This week the Helium Network was severely tested. The core developers and Helium community have worked together to address multiple challenges that have resulted from its unprecedented growth. A more detailed, engineering-specific post-mortem will be published later this week, but we wanted to provide initial details on these incidents so everyone could have some early context on what happened.
First, BIG THANKS to everyone for their contributions and their patience through the past week. A core strength of this Network is that it’s built by the people: Hotspot owners, Validator operators, device owners, developers, manufacturers, and mods make the Network resilient. Second, during these challenges, $HNT was always safe, and while there were disruptions data transfer was largely unaffected.
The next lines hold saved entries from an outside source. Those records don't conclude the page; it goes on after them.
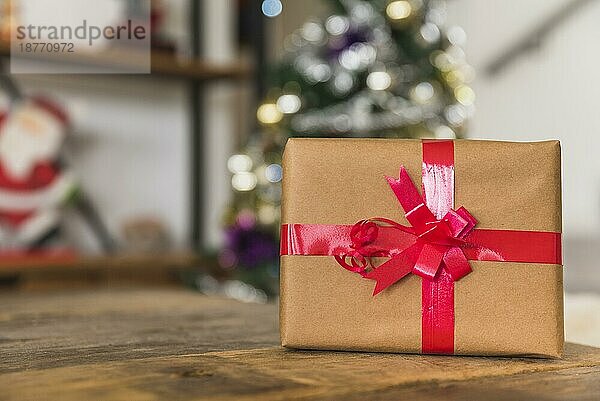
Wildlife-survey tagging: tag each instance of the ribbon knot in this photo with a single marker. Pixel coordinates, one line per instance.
(434, 243)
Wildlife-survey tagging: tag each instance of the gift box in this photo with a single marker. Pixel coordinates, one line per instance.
(438, 247)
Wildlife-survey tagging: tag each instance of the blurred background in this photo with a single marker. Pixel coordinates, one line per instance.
(173, 177)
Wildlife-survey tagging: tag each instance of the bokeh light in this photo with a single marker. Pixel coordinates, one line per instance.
(397, 10)
(379, 80)
(289, 104)
(244, 182)
(239, 164)
(272, 8)
(268, 113)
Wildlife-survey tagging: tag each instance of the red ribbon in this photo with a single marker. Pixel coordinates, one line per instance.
(437, 246)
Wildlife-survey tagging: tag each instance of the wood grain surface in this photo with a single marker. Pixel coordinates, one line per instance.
(178, 345)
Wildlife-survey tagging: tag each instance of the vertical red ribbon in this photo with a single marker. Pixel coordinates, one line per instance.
(437, 322)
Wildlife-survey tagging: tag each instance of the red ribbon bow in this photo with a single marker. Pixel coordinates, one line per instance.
(437, 242)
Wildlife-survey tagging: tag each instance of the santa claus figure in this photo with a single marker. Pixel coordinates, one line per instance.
(33, 186)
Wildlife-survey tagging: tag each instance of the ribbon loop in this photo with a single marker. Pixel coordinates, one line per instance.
(437, 242)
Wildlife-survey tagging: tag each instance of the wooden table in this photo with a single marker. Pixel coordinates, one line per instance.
(174, 345)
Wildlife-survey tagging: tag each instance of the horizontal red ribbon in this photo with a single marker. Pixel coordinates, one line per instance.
(492, 245)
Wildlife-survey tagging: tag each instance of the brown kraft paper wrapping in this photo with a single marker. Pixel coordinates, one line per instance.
(501, 308)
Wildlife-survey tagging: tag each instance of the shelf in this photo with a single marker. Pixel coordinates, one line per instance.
(71, 263)
(163, 63)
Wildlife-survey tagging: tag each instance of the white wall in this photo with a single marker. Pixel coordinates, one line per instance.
(129, 147)
(550, 93)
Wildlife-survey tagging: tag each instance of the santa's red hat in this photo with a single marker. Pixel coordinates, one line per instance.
(51, 107)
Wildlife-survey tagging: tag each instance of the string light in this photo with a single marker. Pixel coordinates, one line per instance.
(239, 164)
(244, 182)
(379, 80)
(289, 104)
(272, 8)
(464, 95)
(337, 25)
(398, 10)
(268, 113)
(423, 92)
(274, 173)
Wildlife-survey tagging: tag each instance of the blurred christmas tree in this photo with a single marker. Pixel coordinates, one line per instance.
(375, 68)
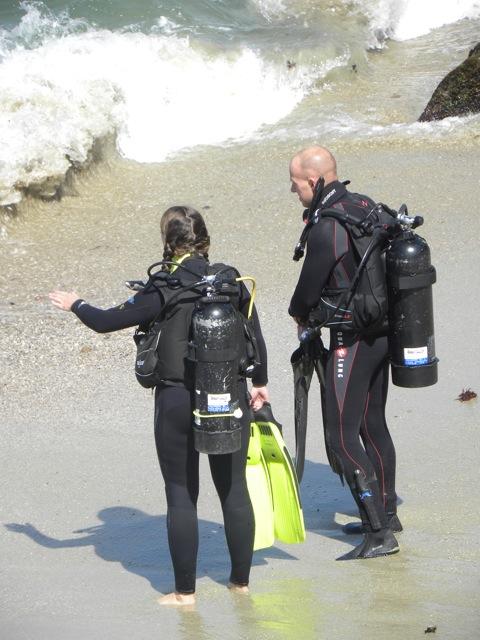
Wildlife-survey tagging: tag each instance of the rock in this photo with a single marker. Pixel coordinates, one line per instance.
(458, 94)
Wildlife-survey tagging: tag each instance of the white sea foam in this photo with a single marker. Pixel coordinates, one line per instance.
(406, 19)
(158, 93)
(269, 8)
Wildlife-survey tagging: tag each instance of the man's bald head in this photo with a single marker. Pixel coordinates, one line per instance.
(307, 167)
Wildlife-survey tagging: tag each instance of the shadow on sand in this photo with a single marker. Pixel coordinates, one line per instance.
(138, 541)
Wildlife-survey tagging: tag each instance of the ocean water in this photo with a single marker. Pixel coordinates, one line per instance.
(161, 78)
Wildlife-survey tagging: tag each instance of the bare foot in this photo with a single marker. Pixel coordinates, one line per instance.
(238, 588)
(177, 599)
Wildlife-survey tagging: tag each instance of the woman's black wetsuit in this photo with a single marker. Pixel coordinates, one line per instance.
(356, 377)
(177, 455)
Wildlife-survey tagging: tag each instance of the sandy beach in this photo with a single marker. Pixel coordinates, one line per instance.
(83, 508)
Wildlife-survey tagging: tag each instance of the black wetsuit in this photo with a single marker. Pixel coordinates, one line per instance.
(356, 380)
(177, 455)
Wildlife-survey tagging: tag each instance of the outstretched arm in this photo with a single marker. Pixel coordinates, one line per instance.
(141, 308)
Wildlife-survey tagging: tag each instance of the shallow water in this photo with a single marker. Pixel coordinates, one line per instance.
(161, 81)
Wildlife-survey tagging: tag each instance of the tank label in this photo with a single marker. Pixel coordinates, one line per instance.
(413, 356)
(218, 402)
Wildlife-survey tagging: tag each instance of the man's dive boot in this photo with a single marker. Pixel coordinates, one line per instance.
(357, 528)
(375, 545)
(379, 539)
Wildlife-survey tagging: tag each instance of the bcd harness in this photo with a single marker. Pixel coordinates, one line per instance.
(217, 348)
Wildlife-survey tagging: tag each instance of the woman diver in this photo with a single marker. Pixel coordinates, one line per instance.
(186, 244)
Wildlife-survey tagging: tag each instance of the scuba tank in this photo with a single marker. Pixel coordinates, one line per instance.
(215, 339)
(408, 287)
(214, 351)
(410, 276)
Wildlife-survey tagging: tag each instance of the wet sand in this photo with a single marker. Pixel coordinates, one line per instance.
(78, 459)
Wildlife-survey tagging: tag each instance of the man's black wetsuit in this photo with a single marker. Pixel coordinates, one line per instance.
(177, 455)
(356, 379)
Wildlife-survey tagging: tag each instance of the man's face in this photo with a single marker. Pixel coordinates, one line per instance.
(301, 184)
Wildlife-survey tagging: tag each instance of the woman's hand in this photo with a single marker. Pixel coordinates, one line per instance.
(258, 395)
(63, 299)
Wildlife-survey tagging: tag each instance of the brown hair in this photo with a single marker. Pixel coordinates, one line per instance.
(183, 231)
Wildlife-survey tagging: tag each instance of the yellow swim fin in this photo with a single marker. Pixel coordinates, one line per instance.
(258, 482)
(287, 507)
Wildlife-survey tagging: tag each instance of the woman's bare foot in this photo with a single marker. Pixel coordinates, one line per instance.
(177, 599)
(238, 588)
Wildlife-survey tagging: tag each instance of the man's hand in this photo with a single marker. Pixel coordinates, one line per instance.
(259, 395)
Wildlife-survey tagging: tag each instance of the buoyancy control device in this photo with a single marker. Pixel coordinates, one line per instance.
(393, 282)
(221, 349)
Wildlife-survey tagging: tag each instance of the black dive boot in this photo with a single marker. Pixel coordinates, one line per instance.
(379, 539)
(375, 545)
(358, 528)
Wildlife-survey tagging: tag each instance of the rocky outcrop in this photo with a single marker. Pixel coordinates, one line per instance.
(458, 94)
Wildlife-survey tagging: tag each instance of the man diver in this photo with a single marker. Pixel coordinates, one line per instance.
(356, 371)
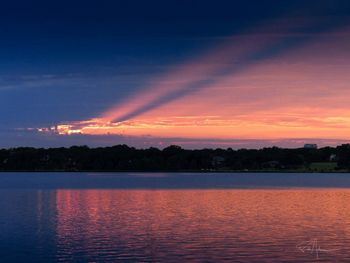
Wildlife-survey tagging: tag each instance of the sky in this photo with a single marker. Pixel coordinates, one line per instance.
(240, 74)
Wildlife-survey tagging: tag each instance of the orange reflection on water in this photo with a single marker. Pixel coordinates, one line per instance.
(199, 225)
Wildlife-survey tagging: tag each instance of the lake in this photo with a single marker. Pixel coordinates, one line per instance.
(174, 217)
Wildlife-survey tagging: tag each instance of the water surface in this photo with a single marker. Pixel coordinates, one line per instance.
(158, 217)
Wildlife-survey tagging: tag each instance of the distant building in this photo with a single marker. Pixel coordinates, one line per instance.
(310, 146)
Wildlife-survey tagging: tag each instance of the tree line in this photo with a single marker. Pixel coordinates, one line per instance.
(174, 158)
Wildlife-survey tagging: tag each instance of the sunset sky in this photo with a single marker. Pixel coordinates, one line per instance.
(193, 73)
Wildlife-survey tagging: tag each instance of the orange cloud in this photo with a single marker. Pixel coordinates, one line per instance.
(301, 93)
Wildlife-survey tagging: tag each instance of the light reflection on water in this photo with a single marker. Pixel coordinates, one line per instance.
(233, 225)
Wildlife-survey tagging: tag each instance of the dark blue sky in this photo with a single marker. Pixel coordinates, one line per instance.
(71, 60)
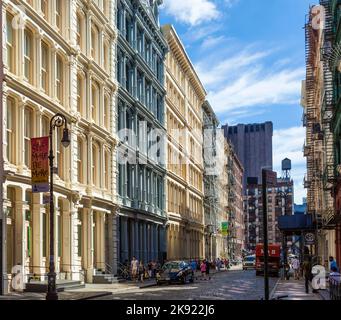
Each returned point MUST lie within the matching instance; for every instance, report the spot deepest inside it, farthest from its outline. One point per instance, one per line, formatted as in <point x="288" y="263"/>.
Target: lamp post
<point x="57" y="121"/>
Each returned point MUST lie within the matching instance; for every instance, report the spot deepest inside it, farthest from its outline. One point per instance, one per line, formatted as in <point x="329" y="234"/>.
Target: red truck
<point x="274" y="261"/>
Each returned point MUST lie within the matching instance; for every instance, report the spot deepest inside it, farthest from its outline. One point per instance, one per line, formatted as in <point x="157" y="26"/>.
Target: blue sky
<point x="249" y="55"/>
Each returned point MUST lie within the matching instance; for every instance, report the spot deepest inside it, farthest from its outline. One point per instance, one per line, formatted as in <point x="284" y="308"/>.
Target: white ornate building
<point x="60" y="57"/>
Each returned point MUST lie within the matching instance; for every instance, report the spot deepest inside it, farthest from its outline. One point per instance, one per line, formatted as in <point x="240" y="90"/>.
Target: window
<point x="95" y="43"/>
<point x="10" y="125"/>
<point x="59" y="15"/>
<point x="45" y="126"/>
<point x="79" y="94"/>
<point x="60" y="153"/>
<point x="79" y="160"/>
<point x="106" y="169"/>
<point x="106" y="115"/>
<point x="28" y="133"/>
<point x="28" y="56"/>
<point x="59" y="79"/>
<point x="94" y="102"/>
<point x="79" y="30"/>
<point x="44" y="7"/>
<point x="44" y="67"/>
<point x="10" y="43"/>
<point x="95" y="165"/>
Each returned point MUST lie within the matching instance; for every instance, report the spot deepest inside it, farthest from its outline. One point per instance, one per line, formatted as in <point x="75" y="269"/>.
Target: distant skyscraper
<point x="253" y="145"/>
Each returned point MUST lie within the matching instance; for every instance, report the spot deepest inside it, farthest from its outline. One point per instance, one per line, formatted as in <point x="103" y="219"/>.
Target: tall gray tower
<point x="253" y="145"/>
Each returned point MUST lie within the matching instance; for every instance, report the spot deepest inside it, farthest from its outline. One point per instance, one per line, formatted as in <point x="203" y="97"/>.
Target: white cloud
<point x="247" y="80"/>
<point x="192" y="12"/>
<point x="288" y="143"/>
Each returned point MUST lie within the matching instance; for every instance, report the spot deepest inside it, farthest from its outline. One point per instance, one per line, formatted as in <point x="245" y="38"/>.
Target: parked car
<point x="249" y="262"/>
<point x="175" y="272"/>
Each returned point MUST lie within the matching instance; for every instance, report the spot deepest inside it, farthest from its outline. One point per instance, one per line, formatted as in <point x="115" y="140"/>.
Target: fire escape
<point x="311" y="43"/>
<point x="329" y="177"/>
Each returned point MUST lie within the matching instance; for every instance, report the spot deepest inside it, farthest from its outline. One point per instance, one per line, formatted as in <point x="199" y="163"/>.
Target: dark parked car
<point x="175" y="272"/>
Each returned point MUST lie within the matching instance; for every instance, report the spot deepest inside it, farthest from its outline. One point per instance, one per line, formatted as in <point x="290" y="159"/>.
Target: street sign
<point x="40" y="164"/>
<point x="224" y="229"/>
<point x="309" y="238"/>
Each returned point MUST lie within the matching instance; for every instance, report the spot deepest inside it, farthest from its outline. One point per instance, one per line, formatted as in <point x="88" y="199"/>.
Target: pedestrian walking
<point x="141" y="271"/>
<point x="333" y="264"/>
<point x="307" y="273"/>
<point x="134" y="267"/>
<point x="208" y="270"/>
<point x="203" y="270"/>
<point x="296" y="266"/>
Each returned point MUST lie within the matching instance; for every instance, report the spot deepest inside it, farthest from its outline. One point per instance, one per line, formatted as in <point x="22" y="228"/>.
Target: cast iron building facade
<point x="253" y="145"/>
<point x="141" y="128"/>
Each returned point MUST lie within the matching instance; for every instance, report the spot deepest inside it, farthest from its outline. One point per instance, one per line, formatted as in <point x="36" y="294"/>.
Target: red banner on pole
<point x="40" y="164"/>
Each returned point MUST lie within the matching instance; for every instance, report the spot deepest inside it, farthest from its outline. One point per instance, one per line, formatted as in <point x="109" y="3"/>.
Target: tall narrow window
<point x="44" y="67"/>
<point x="28" y="133"/>
<point x="59" y="15"/>
<point x="28" y="55"/>
<point x="106" y="169"/>
<point x="79" y="31"/>
<point x="59" y="79"/>
<point x="10" y="125"/>
<point x="60" y="153"/>
<point x="106" y="112"/>
<point x="79" y="160"/>
<point x="10" y="43"/>
<point x="79" y="93"/>
<point x="95" y="102"/>
<point x="44" y="7"/>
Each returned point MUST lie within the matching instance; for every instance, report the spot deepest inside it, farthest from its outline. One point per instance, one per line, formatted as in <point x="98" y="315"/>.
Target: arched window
<point x="60" y="79"/>
<point x="59" y="15"/>
<point x="80" y="92"/>
<point x="107" y="160"/>
<point x="95" y="164"/>
<point x="10" y="128"/>
<point x="106" y="112"/>
<point x="45" y="67"/>
<point x="80" y="171"/>
<point x="95" y="102"/>
<point x="10" y="43"/>
<point x="28" y="55"/>
<point x="28" y="134"/>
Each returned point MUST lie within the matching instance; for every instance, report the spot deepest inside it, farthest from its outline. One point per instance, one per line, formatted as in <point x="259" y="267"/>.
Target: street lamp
<point x="57" y="121"/>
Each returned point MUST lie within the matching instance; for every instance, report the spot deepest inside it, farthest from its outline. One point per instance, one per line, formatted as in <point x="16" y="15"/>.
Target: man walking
<point x="296" y="266"/>
<point x="307" y="267"/>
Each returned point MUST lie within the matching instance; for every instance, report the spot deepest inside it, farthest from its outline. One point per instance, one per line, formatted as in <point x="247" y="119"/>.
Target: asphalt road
<point x="231" y="285"/>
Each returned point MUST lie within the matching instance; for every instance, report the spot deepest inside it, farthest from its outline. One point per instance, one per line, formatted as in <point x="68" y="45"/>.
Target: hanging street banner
<point x="40" y="164"/>
<point x="224" y="229"/>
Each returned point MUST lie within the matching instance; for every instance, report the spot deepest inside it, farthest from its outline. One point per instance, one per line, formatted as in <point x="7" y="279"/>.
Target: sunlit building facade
<point x="59" y="57"/>
<point x="184" y="100"/>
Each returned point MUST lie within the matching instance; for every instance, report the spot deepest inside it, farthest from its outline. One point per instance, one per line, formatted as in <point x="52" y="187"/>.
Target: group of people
<point x="139" y="271"/>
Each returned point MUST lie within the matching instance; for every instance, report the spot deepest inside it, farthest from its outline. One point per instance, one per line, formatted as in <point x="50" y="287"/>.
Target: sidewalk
<point x="294" y="289"/>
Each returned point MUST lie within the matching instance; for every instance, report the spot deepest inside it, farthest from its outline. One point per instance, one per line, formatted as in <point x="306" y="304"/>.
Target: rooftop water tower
<point x="286" y="169"/>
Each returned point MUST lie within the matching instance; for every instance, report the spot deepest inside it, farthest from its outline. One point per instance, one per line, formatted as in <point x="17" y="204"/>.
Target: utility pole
<point x="3" y="252"/>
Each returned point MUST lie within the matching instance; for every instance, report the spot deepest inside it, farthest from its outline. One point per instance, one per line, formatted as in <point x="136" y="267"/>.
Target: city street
<point x="231" y="285"/>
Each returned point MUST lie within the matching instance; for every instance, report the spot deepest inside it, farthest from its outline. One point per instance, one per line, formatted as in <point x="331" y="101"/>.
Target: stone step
<point x="105" y="279"/>
<point x="62" y="285"/>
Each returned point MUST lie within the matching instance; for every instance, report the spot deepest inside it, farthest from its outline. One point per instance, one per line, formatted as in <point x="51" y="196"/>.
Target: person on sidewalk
<point x="134" y="266"/>
<point x="296" y="266"/>
<point x="307" y="273"/>
<point x="333" y="264"/>
<point x="141" y="271"/>
<point x="203" y="270"/>
<point x="208" y="270"/>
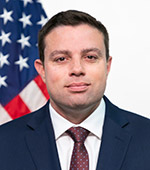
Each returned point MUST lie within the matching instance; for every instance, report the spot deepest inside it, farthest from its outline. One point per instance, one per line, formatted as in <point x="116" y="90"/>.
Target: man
<point x="75" y="63"/>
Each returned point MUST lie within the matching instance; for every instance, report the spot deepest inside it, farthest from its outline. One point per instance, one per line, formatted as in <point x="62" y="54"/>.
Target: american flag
<point x="21" y="88"/>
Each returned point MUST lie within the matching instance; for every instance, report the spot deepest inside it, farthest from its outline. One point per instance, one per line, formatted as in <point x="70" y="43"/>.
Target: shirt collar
<point x="94" y="123"/>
Robust data transfer was designed into the Helium Network from day one and will be continuously improved and updated by the core developers and the community.
Both last week and this weekend’s outages resulted from large-sized blocks that Hotspots and Validators could not agree upon and ingest into the chain. These blocks were filled with transactions from faulty state channels that process data transfer packets for Discovery Mode. The Network was able to recover from last week’s chain halt after Validators deployed new fail-safe measures to prevent large blocks from being proposed and prevent new faulty state channels from reoccurring. These changes were rapidly developed and deployed by core developers and the community.
Read the full details on the Engineering Blog: https://bit.ly/3CF1jdS.
This weekend a second large block made up of remaining Discovery Mode state channels had already formed before the fixes were applied. Helium App developers have since decided to disable Discovery Mode until further notice. In addition to these changes, new firmware releases were made available to all Hotspot Makers to ensure their Hotspot fleets could sync, participate in Proof of Coverage, and transfer device data.
Read about the releases on the Engineering Blog: https://bit.ly/3CDFtaM.
The community and the HIP-19 process has approved a variety of Hotspot vendors, all of which provide diversity and resilience to the Network. These full blockchain nodes are affected differently by software updates and organic network expansion to 300K nodes and beyond. The core developers commit to supporting all currently approved Hotspots with core blockchain and miner updates until the Light Hotspot software upgrade is available for manufacturers to implement and migrate their fleets.
These early days of building the Network are challenging. We have learned a lot very quickly over the last two years and have made significant enhancements to ensure all continues to run smoothly and make for a stronger and more resilient Network for the next several decades.